Man: "Oh. Well then I'll have..."
Starbucks: "Ha ha ha, I was being SARCASTIC. We have [whatever]."
Man: "Okay. I'll take one then."
After the man left, the people who worked there wiped their sense off on their aprons and called the guy an idiot. An idiot for believing what the coffee kid told him. If believing things that clerks say makes a person an idiot, then that makes every person on the planet an idiot, including me, and that's medically impossible. I was a little confused at the time, but I didn't ask the brilliant kid wiping the counter to explain it to me. On the ride home I realized it was funny because he said he didn't have the thing, but he really did have the thing*. All that man had to do to know it was a joke was sneak in the back to check the shop's inventory, make sure all their machines were working, and get back out as silent as the night. That coffee-ordering man really was an idiot. It proves the theory that the only true geniuses we have left are the people doing inventory at Starbucks.

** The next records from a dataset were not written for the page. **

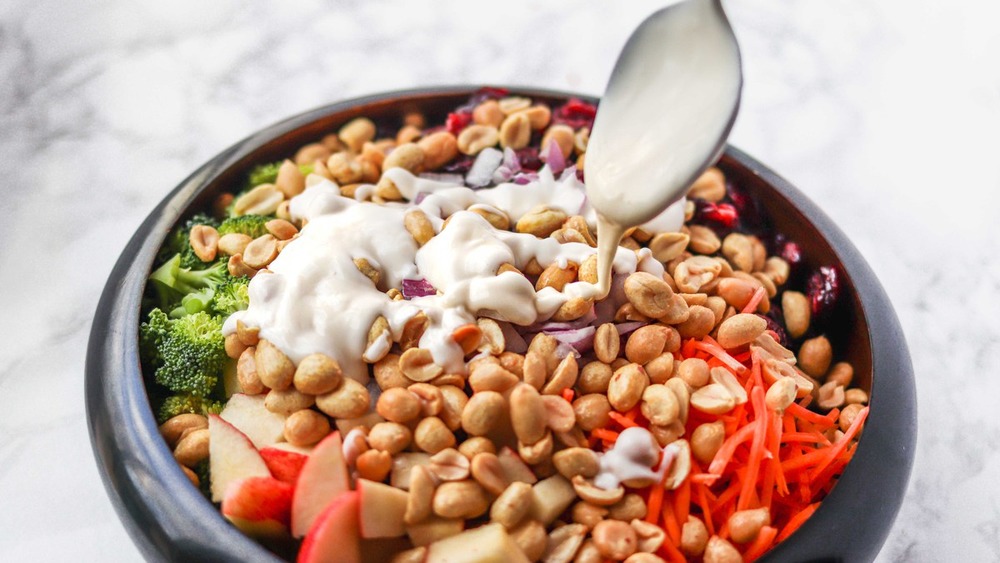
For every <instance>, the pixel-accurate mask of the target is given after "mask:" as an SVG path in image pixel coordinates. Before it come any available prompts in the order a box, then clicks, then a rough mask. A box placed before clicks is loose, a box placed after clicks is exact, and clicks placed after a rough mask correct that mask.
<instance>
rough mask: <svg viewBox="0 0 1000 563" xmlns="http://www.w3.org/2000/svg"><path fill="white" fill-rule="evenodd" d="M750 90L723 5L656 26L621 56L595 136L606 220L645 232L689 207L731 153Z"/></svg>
mask: <svg viewBox="0 0 1000 563" xmlns="http://www.w3.org/2000/svg"><path fill="white" fill-rule="evenodd" d="M742 85H743V73H742V68H741V64H740V50H739V46H738V45H737V43H736V37H735V36H734V35H733V30H732V28H731V27H730V26H729V21H728V19H727V18H726V14H725V12H724V11H723V9H722V4H721V1H720V0H686V1H684V2H680V3H677V4H674V5H671V6H668V7H666V8H662V9H660V10H658V11H657V12H655V13H653V14H652V15H651V16H649V17H648V18H646V19H645V20H644V21H643V22H642V24H640V25H639V27H638V28H637V29H636V30H635V31H634V32H633V33H632V35H631V37H629V39H628V42H627V43H626V44H625V48H624V49H623V50H622V52H621V54H620V55H619V56H618V62H617V63H616V64H615V68H614V71H613V72H612V74H611V78H610V80H609V82H608V86H607V89H606V91H605V93H604V97H603V98H602V99H601V104H600V107H599V110H598V112H597V118H596V121H595V123H594V130H593V132H592V133H591V135H590V141H589V145H588V148H587V156H586V163H585V164H586V176H587V182H586V184H587V196H588V198H589V199H590V202H591V203H592V204H593V205H594V207H595V208H596V209H597V211H598V213H599V214H600V215H601V216H603V217H604V218H605V219H607V220H609V221H611V222H613V223H617V224H618V225H622V226H625V227H629V226H636V225H640V224H642V223H644V222H646V221H648V220H650V219H652V218H653V217H654V216H656V215H657V214H659V213H660V212H661V211H662V210H663V209H664V208H666V207H667V206H668V205H669V204H671V203H673V202H676V201H679V200H680V199H681V198H682V197H683V196H684V194H685V192H686V190H687V188H688V187H689V186H690V185H691V183H692V182H693V181H694V180H695V179H696V178H697V177H698V176H699V175H700V174H701V173H702V172H703V171H704V170H705V169H706V168H707V167H708V166H709V165H710V164H712V163H713V162H715V160H716V159H717V158H718V157H719V155H720V154H721V152H722V150H723V148H724V146H725V142H726V138H727V137H728V135H729V131H730V129H731V128H732V125H733V121H734V120H735V119H736V113H737V110H738V108H739V103H740V91H741V89H742Z"/></svg>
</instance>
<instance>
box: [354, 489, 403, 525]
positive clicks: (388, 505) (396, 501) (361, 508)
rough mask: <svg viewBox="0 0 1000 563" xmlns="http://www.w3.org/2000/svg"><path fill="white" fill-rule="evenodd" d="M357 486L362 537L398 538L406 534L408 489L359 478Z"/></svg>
mask: <svg viewBox="0 0 1000 563" xmlns="http://www.w3.org/2000/svg"><path fill="white" fill-rule="evenodd" d="M357 488H358V496H359V497H360V500H361V510H360V513H361V516H360V522H361V537H362V538H398V537H400V536H403V535H405V534H406V526H405V525H404V523H403V514H405V513H406V499H407V498H408V497H409V495H408V494H406V491H402V490H400V489H397V488H396V487H390V486H389V485H385V484H383V483H376V482H375V481H369V480H368V479H358V487H357Z"/></svg>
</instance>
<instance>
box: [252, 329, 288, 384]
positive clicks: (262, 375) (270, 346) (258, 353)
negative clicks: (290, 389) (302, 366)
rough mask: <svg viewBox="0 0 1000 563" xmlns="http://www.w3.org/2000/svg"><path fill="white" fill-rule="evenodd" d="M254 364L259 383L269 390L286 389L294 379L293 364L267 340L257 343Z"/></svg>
mask: <svg viewBox="0 0 1000 563" xmlns="http://www.w3.org/2000/svg"><path fill="white" fill-rule="evenodd" d="M254 364H255V365H256V367H257V375H258V376H259V377H260V380H261V382H262V383H264V385H266V386H267V387H269V388H271V389H287V388H288V386H289V385H291V384H292V380H293V378H294V377H295V364H293V363H292V361H291V360H290V359H288V356H286V355H285V353H284V352H282V351H281V350H279V349H278V347H277V346H275V345H274V344H271V343H270V342H269V341H267V340H261V341H260V342H258V343H257V349H256V352H255V353H254Z"/></svg>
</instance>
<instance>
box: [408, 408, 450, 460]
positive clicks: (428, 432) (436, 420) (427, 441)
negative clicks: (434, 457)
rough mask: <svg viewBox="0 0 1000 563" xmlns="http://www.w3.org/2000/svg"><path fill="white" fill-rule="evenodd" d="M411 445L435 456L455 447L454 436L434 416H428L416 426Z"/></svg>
mask: <svg viewBox="0 0 1000 563" xmlns="http://www.w3.org/2000/svg"><path fill="white" fill-rule="evenodd" d="M413 443H414V444H416V445H417V447H418V448H420V449H421V450H423V451H425V452H427V453H429V454H436V453H438V452H440V451H441V450H443V449H445V448H450V447H452V446H454V445H455V434H454V433H452V431H451V430H449V429H448V427H447V426H446V425H445V423H444V422H443V421H442V420H441V419H440V418H438V417H436V416H429V417H427V418H425V419H423V420H421V421H420V422H419V423H418V424H417V428H416V430H414V431H413Z"/></svg>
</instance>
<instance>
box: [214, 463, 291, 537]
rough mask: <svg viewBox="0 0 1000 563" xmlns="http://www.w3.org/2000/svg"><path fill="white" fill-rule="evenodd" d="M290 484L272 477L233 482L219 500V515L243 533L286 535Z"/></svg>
mask: <svg viewBox="0 0 1000 563" xmlns="http://www.w3.org/2000/svg"><path fill="white" fill-rule="evenodd" d="M292 490H293V489H292V486H291V485H290V484H288V483H285V482H283V481H279V480H277V479H275V478H274V477H250V478H247V479H243V480H242V481H237V482H235V483H233V484H232V485H230V487H229V488H228V489H227V490H226V496H225V497H224V498H223V499H222V515H223V516H225V517H226V518H227V519H228V520H229V521H230V522H232V523H233V524H234V525H235V526H236V527H237V528H239V529H240V530H242V531H243V532H244V533H245V534H247V535H250V536H253V537H258V538H280V537H285V536H287V535H288V524H289V521H290V520H291V516H292Z"/></svg>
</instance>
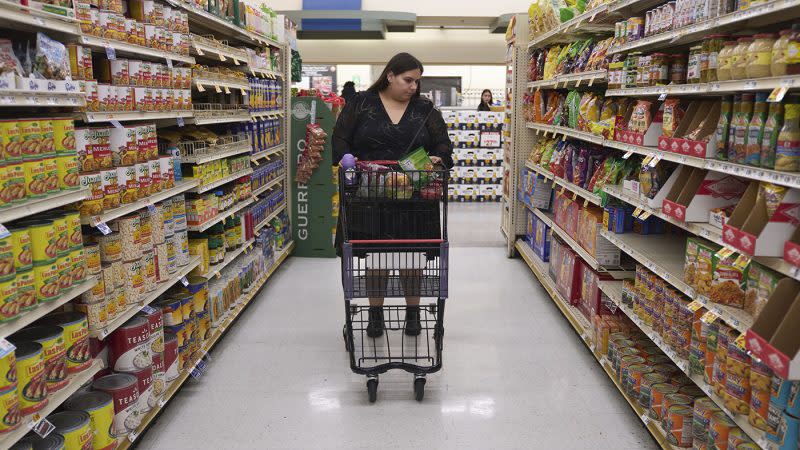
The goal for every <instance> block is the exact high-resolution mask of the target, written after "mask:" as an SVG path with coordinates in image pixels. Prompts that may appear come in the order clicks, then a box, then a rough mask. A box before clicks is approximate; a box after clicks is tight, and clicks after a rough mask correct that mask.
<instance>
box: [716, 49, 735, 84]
mask: <svg viewBox="0 0 800 450" xmlns="http://www.w3.org/2000/svg"><path fill="white" fill-rule="evenodd" d="M736 45H737V42H736V41H728V42H725V44H723V47H722V50H720V52H719V56H718V61H717V65H718V67H717V80H718V81H728V80H732V79H733V67H732V65H731V64H732V63H733V50H734V49H736Z"/></svg>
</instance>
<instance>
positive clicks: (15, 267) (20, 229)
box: [8, 225, 33, 271]
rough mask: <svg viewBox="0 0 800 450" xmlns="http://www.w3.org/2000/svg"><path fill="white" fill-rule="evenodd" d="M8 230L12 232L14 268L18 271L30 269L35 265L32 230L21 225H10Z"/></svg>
mask: <svg viewBox="0 0 800 450" xmlns="http://www.w3.org/2000/svg"><path fill="white" fill-rule="evenodd" d="M8 231H9V232H10V233H11V247H12V253H13V258H14V268H15V269H16V270H18V271H24V270H30V269H31V268H32V267H33V253H32V250H31V233H30V231H28V228H27V227H24V226H20V225H16V226H9V227H8Z"/></svg>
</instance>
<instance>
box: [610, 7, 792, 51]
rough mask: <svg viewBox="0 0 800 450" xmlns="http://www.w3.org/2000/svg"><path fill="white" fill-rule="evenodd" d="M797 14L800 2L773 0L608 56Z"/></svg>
mask: <svg viewBox="0 0 800 450" xmlns="http://www.w3.org/2000/svg"><path fill="white" fill-rule="evenodd" d="M798 14H800V2H798V1H797V0H773V1H770V2H767V3H761V4H757V5H751V6H750V7H749V8H748V9H745V10H742V11H735V12H732V13H729V14H725V15H723V16H719V17H716V18H713V19H709V20H705V21H703V22H700V23H695V24H693V25H689V26H685V27H682V28H679V29H677V30H672V31H668V32H665V33H659V34H655V35H652V36H648V37H645V38H642V39H639V40H637V41H633V42H628V43H626V44H622V45H618V46H614V47H611V48H609V49H608V54H614V53H627V52H630V51H634V50H635V51H648V50H655V49H662V48H668V47H675V46H679V45H684V44H687V43H689V42H694V41H698V40H700V39H701V38H702V37H703V36H705V35H707V34H709V33H711V32H715V33H716V32H723V31H734V30H742V29H746V28H749V27H751V26H752V25H753V24H754V23H756V24H761V25H767V24H773V23H776V22H780V21H785V20H790V19H793V18H795V17H797V16H798Z"/></svg>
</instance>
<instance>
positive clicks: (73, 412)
mask: <svg viewBox="0 0 800 450" xmlns="http://www.w3.org/2000/svg"><path fill="white" fill-rule="evenodd" d="M47 420H48V421H50V423H52V424H53V426H55V427H56V428H55V431H56V432H57V433H58V434H60V435H62V436H64V448H65V449H76V450H79V449H86V448H91V447H92V421H91V419H90V417H89V414H88V413H85V412H83V411H61V412H58V413H55V414H50V415H49V416H47Z"/></svg>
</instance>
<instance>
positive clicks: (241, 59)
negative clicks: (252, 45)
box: [191, 34, 247, 66]
mask: <svg viewBox="0 0 800 450" xmlns="http://www.w3.org/2000/svg"><path fill="white" fill-rule="evenodd" d="M191 39H192V49H193V50H194V52H195V54H196V55H198V56H205V57H206V58H208V59H214V58H211V56H209V55H206V53H210V54H212V55H216V57H217V58H216V59H218V62H227V61H228V60H229V59H230V60H231V62H233V64H235V65H237V66H238V65H240V64H241V63H243V62H245V63H246V62H247V52H245V51H244V50H241V49H238V48H236V47H231V46H230V45H226V44H225V43H223V42H220V41H217V40H214V39H209V38H206V37H204V36H198V35H196V34H192V35H191Z"/></svg>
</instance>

*There are variations on this gag. You might pull up to a gas station some day and the attendant will say "Sorry, pal! We're out of gas!" It's a good one. In fact, I might start keeping an empty gas tank in my house just for when I need a good laugh. Not having gas is hilarious! It's killing me! There's still no gas in the tank! Every time I check I laugh!